Alkisah dahulu di masa Bujuk Tompeng (Batsaniyah) ada seorang yang penuh karamah dan di hormati di daerah Pamekasan. Bujuk Sarabe namanya, karena dorongan jiwa yang di provokasi syaitan, beliau merasa risih dan kepanasan mendengar seseorang menyaingi kekeramatannya di telatah Madura, maka timbullah maksud hati untuk menjajal ilmunya agar di ketahui khalayak siapa yang pantas di pertuan guru di tanah pamekasan.
Sebelum Bujuk Sarabe berangkat, beliau persiapkan segala kemampuan dhahir bathiinnya untuk menghadapi uji kesakatian ini. Setelah tirakat mempertajam ilmu dan yakin akan kemampuannya, maka berangkatlah sang Bujuk ke daerah batu ampar untuk mengunjungi sang Bujuk Tompeng lengkap dengan membawa keris Aji dan para pengawal dari para murid jawaranya.
Ketika itu, putra Bujuk Tompeng,yang bernama Su’adi yang dikenal dengan Abu Syamsuddin masih dalam masa kanak-kanak. Beliau saat kejadin itu sedang bermain layang-layang di pematang sawah dengan asyiknya. Tiba-tiba Su’adi kecil di kejutkan oleh suara orang menyapa padanya. Ternyata Bujuk Sarabe dan anak buahnya sedang kebingungan mencari rumah Bujuk Tompeng. Bujuk Sarabe tidak sadar, anak kecil yang dia sapa itu adalah putra Bujuk yang dia akan jajal kedigdayaannya.
Karena sudah berkeliling mencari kediaman Bujuk Tompeng, akhirnya Bujuk Sarabe bertanya kepada anak kecil yang bermain layangan tadi. Beliau bertanya dengan congkaknya, ”Nak, di mana rumahnya Bujuk Tompeng ? aku ingin menjajal kesaktiannya.” anak tersebut hanya menunjuk arah dalem Bujuk Tompeng yang memang di dekatnya. Bergembiralah Bujuk Sarabe karena telah dekat dengan orang yang di carinya itu.
Setelah sampai disana Bujuk Sarabe menemukan penghuninya sebagai orang tua yang sederhana dan tak nampak keangkerannya. Lalu dengan nada tinggi dia bertanya kepada orang yang memang Bujuk Tompeng itu sendiri.
”ki sanak, mana yang namannya Bujuk Tompeng ? aku ingin bertemu.” .Bujuk Tompeng balik tanya dengan halus.
”untuk apa aki mencarinya?”.
”aku ingin mengadu kesaktian dengannya.

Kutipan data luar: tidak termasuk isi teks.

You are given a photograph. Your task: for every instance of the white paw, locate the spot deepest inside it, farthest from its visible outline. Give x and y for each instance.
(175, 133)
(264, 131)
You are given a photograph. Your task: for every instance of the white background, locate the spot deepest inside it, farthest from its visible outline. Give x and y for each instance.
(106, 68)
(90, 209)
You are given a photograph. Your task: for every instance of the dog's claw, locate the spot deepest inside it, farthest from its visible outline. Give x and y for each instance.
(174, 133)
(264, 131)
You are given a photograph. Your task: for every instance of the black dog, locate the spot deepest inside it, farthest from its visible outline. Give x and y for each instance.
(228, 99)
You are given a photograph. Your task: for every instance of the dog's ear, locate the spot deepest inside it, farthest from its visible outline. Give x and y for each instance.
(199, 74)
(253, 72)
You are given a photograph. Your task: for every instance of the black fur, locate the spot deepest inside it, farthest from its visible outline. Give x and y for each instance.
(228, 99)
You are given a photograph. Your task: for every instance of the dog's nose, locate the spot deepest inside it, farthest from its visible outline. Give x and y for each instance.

Agar orang-orang tahu siapa yang pantas untuk di hormati dan di tuakan oleh mereka”,jawab Bujuk Sarabe.
”kisanak, ilmu itu bukan untuk di pertontonkan, apalagi untuk menyakiti orang lain, tapi ilmu itu untuk kebajikan dan menolong orang yang sedang kesusahan”, Bujuk Tompeng menimpali.
Bujuk Sarabe dengan ketus menyela ”pak tua,jangan banyak omong.mana Bujuk Tompeng.aku sudah bersusah payah kesini ingin mengalahkannya dalam adu kesaktian”.sang Bujuk mnjawab dengan santai.

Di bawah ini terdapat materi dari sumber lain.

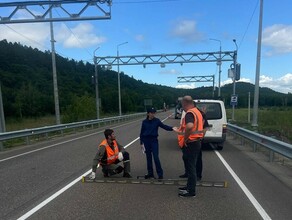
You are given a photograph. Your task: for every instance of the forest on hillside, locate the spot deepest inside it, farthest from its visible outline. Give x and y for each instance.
(27, 87)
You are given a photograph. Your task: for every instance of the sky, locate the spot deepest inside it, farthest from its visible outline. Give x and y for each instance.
(173, 26)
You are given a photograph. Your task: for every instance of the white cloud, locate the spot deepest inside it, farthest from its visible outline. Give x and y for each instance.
(186, 86)
(170, 71)
(36, 35)
(82, 36)
(228, 81)
(139, 37)
(282, 84)
(186, 30)
(278, 38)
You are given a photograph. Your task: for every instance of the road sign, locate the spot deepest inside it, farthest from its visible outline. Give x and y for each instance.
(234, 100)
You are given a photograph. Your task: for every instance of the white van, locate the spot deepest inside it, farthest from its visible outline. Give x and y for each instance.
(216, 116)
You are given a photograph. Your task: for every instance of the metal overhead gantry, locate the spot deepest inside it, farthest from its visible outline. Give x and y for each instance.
(162, 59)
(183, 79)
(102, 7)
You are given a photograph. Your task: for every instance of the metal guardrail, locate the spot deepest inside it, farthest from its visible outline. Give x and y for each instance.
(26, 133)
(272, 144)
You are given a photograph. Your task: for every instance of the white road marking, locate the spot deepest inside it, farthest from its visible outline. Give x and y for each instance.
(246, 191)
(53, 145)
(55, 195)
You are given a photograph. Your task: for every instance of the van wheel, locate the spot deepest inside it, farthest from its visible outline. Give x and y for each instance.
(219, 147)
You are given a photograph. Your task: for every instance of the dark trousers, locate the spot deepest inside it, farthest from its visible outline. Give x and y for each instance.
(199, 166)
(115, 168)
(191, 153)
(152, 149)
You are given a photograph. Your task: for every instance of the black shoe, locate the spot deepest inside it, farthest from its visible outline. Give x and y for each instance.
(183, 189)
(149, 176)
(187, 195)
(183, 176)
(127, 175)
(119, 169)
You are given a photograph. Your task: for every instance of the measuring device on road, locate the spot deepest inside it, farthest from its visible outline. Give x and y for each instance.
(139, 180)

”Ma’af kisanak,dalam dua tahun ini berapa kali kisanak buang angin (ngentut)?begitu berani kisanak mau menantang Bujuk tumpeng”.Bujuk Sarabe menjawab dengan sombongnya,
”hahaha…aku buang angin dua kali dalam setahun.mana dia berani menghadapiku”.Bujuk Tompeng menjawab dengan tenang.

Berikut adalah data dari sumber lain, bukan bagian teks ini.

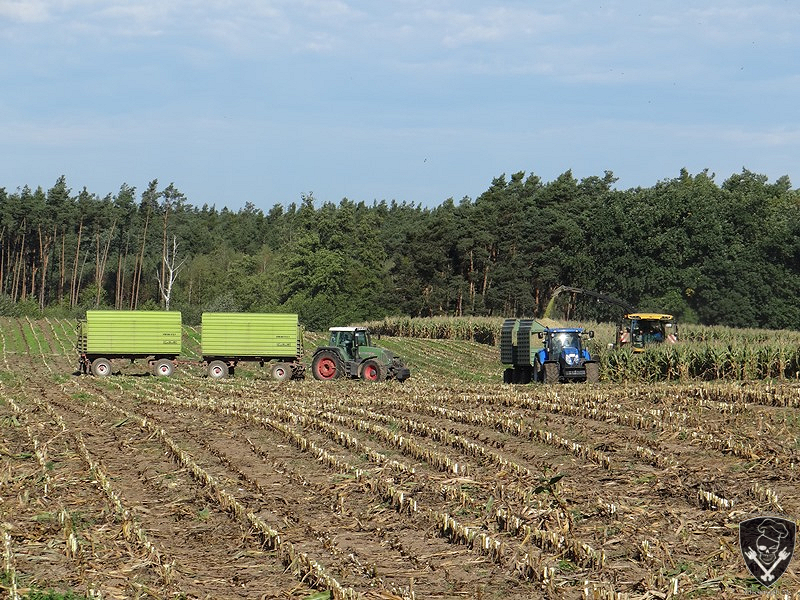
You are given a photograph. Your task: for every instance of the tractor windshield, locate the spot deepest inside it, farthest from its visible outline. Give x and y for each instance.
(362, 338)
(564, 339)
(649, 331)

”sebaiknya kisanak kembali ke tempat kisanak,kl kisanak sudah selama dua tahun tidak pernah buang angin (ngentut),kisanak kesini lagi”.dengan marah Bujuk Sarabe langsung menyuruh anak buahnya mencabut senjata mereka dan menghabisi orang tua itu.
Bluaaarrrrr…..bagai suara bledek di siang bolong, semua senjata anak buah BUJUKSarabe sudah tinggal warangkanya saja, senjatanya hilang entah kemana, yang lebih ajaib, Bujuk Sarabe merogoh gagang keris pusakanya dengan gemeter, karena dia tidak menemukan kerisnya ada di tempatnya.
Merasa telah kalah digdaya, sebagai pendekar ksatria beliau bersimpuh meminta ma’af dan berjanji akan bertaubat dan mengamalkan ilmunya untuk kebaikan beliau Sarabe berujar, ”Tuan torhormat, boleh tahu siapa Anda ?”.
“Ya..aku yang bernama batsaniyah.orang memenggilku Bujuk Tompeng “ jawab beliau.
Bertambahlah kecintaan dan kata’dhiman Bujuk Sarabe kpd beliau, karena selain digdaya beliau mempunyai akhlak santun dan mulia. Sebelaum pamit Bujuk Sarabe memohon agar senjata pusaka mereka di kembalikan seperti semula. Lalu Bujuk menunjuk agar mereka bertanya kepada anak yang bermain layangan di sawah yang pernah mereka temui sebelumnya. Ternyata anak itu bernama Su’adi putra Bujuk Tompeng.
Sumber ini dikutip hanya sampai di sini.